Interaction between PDCD10 and MST4 modulated ERK activity, but not JNK and P38 as measured by Western blot. HeLa cells were transfected with expression vectors, with pCDEF and nonsilencing siRNA as blank controls. Cell lysates were separated by SDS-PAGE and immunoblotted with anti-ERK, anti-JNK and anti-P38, as well as anti-phospho-ERKs, anti-phospho-JNK and anti-phospho-P38 rabbit polyclonal antibodies, respectively. And the positive control were MEK1 for ERK-MAPK, MEKK for JNK-MAPK, and MEK3 for P38-MAPK. (A) showed that overexpressed PDCD10 or MST4 increased ERK activity at similar levels. Co-overexpressed PDCD10 accelerated MST4-induced ERK activation significantly. In contrast, knockdown of PDCD10 significantly decreased ERK activity. (B and C) Either overexpressed PDCD10 or siPDCD10 did not influence JNK and P38 activity, as well as MST4.

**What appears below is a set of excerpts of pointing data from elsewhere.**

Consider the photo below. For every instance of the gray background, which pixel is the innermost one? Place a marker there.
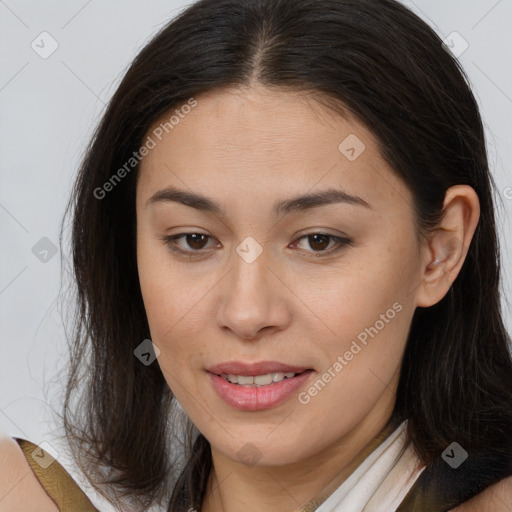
(48, 109)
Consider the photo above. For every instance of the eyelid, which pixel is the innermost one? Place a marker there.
(341, 241)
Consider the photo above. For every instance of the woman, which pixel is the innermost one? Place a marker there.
(284, 226)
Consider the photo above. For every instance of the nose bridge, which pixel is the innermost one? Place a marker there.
(249, 270)
(249, 300)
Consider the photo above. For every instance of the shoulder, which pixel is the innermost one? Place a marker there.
(19, 487)
(496, 498)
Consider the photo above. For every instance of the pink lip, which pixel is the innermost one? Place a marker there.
(254, 398)
(260, 368)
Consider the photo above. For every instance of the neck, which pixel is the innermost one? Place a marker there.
(300, 486)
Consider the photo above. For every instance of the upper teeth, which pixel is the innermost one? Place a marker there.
(259, 380)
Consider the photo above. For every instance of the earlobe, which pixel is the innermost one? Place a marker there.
(447, 247)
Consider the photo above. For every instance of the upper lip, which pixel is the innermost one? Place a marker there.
(259, 368)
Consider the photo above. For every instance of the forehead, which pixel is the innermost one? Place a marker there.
(263, 140)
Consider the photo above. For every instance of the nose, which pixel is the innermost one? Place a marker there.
(253, 299)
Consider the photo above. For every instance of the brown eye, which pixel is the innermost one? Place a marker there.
(319, 242)
(193, 242)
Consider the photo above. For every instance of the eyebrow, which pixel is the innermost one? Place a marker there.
(280, 208)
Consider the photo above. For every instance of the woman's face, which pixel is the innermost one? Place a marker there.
(326, 283)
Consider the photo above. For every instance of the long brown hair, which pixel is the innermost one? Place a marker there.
(373, 58)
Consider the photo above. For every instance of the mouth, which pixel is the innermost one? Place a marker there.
(249, 390)
(266, 379)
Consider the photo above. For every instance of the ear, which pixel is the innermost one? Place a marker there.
(446, 248)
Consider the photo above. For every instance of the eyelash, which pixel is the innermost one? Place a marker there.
(341, 243)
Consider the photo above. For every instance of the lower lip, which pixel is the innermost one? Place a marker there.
(257, 398)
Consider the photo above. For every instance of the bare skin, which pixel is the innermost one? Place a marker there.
(246, 149)
(19, 487)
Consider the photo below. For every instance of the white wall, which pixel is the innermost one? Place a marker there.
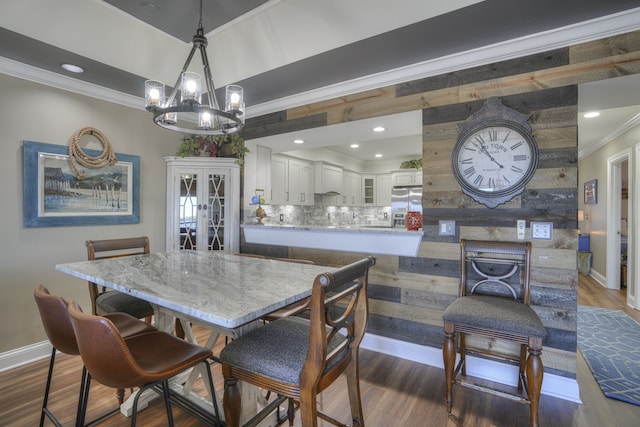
(30, 111)
(594, 166)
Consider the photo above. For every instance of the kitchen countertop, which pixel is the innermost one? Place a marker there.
(362, 239)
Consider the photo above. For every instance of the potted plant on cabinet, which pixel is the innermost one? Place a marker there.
(214, 146)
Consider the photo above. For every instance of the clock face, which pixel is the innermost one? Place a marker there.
(493, 162)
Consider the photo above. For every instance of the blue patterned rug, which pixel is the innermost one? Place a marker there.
(610, 343)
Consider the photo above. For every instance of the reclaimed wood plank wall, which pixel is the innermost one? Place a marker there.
(408, 295)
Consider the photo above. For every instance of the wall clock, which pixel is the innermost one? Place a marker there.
(495, 155)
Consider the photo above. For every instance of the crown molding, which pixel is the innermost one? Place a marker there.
(59, 81)
(582, 32)
(616, 133)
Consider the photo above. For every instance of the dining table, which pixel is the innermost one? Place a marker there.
(222, 292)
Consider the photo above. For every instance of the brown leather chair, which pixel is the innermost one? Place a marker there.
(143, 361)
(103, 301)
(298, 358)
(57, 325)
(494, 295)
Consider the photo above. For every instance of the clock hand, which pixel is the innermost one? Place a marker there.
(483, 149)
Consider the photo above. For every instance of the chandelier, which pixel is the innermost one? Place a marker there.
(206, 118)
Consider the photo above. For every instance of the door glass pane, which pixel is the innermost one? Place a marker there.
(215, 212)
(188, 210)
(368, 190)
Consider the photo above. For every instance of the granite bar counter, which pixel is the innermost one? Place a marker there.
(363, 239)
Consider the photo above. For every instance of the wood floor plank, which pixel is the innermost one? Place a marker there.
(395, 392)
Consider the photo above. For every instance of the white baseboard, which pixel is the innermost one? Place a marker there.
(595, 275)
(552, 385)
(21, 356)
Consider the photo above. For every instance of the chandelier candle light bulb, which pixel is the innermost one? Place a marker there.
(154, 92)
(211, 120)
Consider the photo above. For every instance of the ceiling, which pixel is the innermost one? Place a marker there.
(279, 49)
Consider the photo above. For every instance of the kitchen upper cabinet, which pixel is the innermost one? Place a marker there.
(203, 204)
(279, 180)
(376, 190)
(300, 183)
(369, 190)
(407, 178)
(327, 178)
(383, 190)
(351, 189)
(262, 173)
(291, 181)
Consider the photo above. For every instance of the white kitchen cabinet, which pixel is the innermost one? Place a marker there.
(407, 178)
(351, 188)
(327, 178)
(279, 180)
(291, 181)
(263, 173)
(383, 190)
(300, 183)
(203, 204)
(376, 190)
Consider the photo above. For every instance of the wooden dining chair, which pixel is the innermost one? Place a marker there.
(57, 325)
(298, 358)
(493, 302)
(104, 301)
(145, 361)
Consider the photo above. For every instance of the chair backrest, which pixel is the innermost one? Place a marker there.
(55, 319)
(112, 248)
(339, 304)
(495, 268)
(104, 352)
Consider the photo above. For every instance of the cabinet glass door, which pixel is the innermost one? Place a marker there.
(215, 212)
(188, 211)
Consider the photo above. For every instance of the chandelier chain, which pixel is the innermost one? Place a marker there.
(78, 155)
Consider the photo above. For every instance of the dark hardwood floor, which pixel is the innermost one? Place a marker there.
(395, 392)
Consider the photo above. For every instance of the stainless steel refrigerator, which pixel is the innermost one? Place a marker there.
(403, 200)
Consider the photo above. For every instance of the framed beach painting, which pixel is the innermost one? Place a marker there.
(53, 196)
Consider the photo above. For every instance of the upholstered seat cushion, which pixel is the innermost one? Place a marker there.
(276, 350)
(112, 301)
(496, 313)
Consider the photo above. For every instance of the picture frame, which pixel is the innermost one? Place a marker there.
(54, 197)
(591, 192)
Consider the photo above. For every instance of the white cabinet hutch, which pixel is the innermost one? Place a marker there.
(203, 204)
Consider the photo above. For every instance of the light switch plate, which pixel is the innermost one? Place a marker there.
(446, 228)
(541, 230)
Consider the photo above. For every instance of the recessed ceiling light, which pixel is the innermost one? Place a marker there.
(73, 68)
(150, 9)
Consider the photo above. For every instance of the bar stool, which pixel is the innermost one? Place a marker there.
(298, 358)
(493, 302)
(57, 325)
(144, 361)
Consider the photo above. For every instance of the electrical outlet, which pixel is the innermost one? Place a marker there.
(542, 230)
(446, 228)
(520, 228)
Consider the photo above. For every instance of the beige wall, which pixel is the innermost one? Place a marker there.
(594, 166)
(34, 112)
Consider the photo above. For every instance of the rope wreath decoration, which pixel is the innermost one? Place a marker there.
(77, 155)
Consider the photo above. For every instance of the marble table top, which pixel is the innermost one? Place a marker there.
(224, 290)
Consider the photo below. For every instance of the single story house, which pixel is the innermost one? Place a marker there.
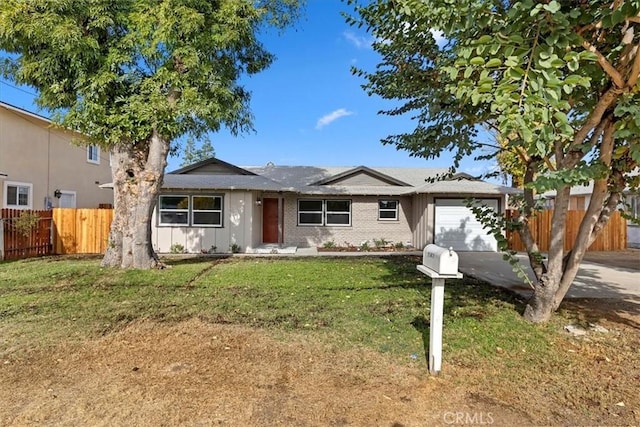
(214, 206)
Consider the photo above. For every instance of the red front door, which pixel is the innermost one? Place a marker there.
(270, 220)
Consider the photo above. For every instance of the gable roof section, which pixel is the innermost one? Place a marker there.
(372, 177)
(26, 113)
(211, 166)
(211, 182)
(336, 181)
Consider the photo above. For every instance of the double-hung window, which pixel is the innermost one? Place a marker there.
(18, 195)
(337, 212)
(196, 211)
(324, 212)
(93, 154)
(174, 210)
(388, 210)
(310, 212)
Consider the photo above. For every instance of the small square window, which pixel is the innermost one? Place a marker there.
(18, 195)
(93, 154)
(206, 211)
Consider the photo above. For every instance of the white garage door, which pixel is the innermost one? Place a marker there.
(456, 226)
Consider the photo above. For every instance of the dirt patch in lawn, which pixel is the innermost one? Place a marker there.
(197, 373)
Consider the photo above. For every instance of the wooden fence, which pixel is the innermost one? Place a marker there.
(26, 240)
(81, 231)
(612, 238)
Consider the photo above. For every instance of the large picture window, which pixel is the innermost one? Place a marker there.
(18, 195)
(388, 210)
(196, 211)
(206, 211)
(324, 212)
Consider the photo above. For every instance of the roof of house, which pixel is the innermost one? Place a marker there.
(214, 174)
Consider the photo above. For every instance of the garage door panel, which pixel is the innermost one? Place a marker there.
(456, 226)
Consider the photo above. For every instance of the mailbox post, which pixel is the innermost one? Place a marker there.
(439, 264)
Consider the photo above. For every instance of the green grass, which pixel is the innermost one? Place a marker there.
(376, 303)
(381, 303)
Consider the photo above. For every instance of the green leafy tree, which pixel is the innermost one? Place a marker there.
(556, 80)
(191, 154)
(133, 76)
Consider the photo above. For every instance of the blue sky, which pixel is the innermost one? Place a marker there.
(308, 108)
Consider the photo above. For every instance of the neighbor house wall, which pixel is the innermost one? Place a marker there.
(239, 211)
(365, 225)
(33, 152)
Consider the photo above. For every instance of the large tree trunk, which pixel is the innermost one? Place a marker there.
(138, 170)
(541, 305)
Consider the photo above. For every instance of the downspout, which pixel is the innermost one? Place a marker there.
(280, 221)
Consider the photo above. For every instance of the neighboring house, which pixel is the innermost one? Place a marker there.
(40, 167)
(579, 199)
(213, 204)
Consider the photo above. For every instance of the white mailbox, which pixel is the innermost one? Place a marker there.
(439, 264)
(441, 260)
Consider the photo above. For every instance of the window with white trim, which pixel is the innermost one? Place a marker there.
(388, 210)
(173, 210)
(324, 212)
(185, 211)
(634, 205)
(93, 154)
(310, 212)
(206, 211)
(18, 195)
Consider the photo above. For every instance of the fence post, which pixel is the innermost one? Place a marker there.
(1, 238)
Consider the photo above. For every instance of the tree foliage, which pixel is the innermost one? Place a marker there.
(133, 76)
(192, 154)
(557, 81)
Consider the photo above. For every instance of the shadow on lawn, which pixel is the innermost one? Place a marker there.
(468, 297)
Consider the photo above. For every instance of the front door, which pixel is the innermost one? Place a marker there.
(270, 220)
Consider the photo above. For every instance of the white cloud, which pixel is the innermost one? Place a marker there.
(358, 41)
(331, 117)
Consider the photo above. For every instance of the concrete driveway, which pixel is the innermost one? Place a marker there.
(600, 279)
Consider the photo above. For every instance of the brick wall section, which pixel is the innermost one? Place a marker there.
(364, 223)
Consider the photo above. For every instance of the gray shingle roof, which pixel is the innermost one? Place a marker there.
(220, 182)
(303, 179)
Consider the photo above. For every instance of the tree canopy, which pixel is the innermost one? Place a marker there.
(555, 81)
(191, 154)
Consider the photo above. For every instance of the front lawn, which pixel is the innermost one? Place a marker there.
(374, 304)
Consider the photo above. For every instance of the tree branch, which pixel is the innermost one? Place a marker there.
(605, 64)
(635, 69)
(594, 119)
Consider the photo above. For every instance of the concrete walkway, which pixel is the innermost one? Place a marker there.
(594, 280)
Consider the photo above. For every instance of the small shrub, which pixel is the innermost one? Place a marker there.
(380, 243)
(176, 248)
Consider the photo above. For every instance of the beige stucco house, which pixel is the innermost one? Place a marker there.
(215, 205)
(40, 167)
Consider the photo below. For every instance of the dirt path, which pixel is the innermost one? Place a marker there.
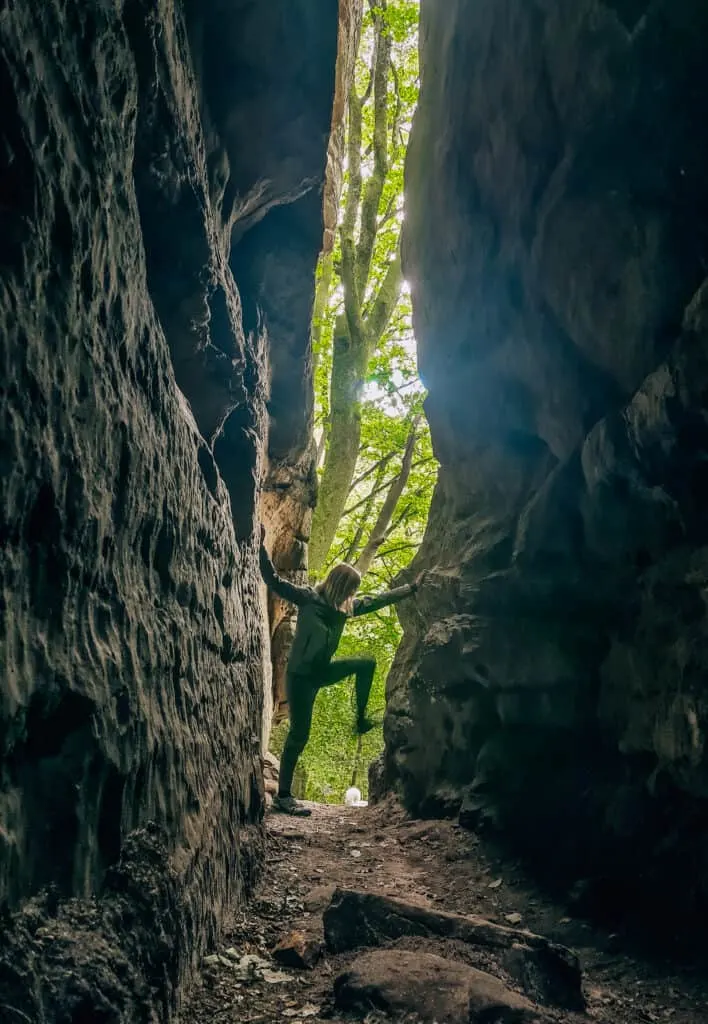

The MST4 kinase activity assays in vitro. The kinase assays were performed according to the protocol of the HTScan Mst4 kinase assay kit. The reaction system included 10 Units recombinant Mst4 kinase and 200 μM cold ATP with substrate, Ezrin (Thr567)/Radixin (Thr564)/Moesin (Thr558) Biotinylated Peptide. The HeLa cells overexpressing and down-regulating PDCD10 were lysed and immunoprecipitated with anti-PDCD10 mAb and protein G beads. After incubating with the reaction system for 30 min at 25°C, the patterns were performed with directed ELISA and detected the absorbance at 450 nm.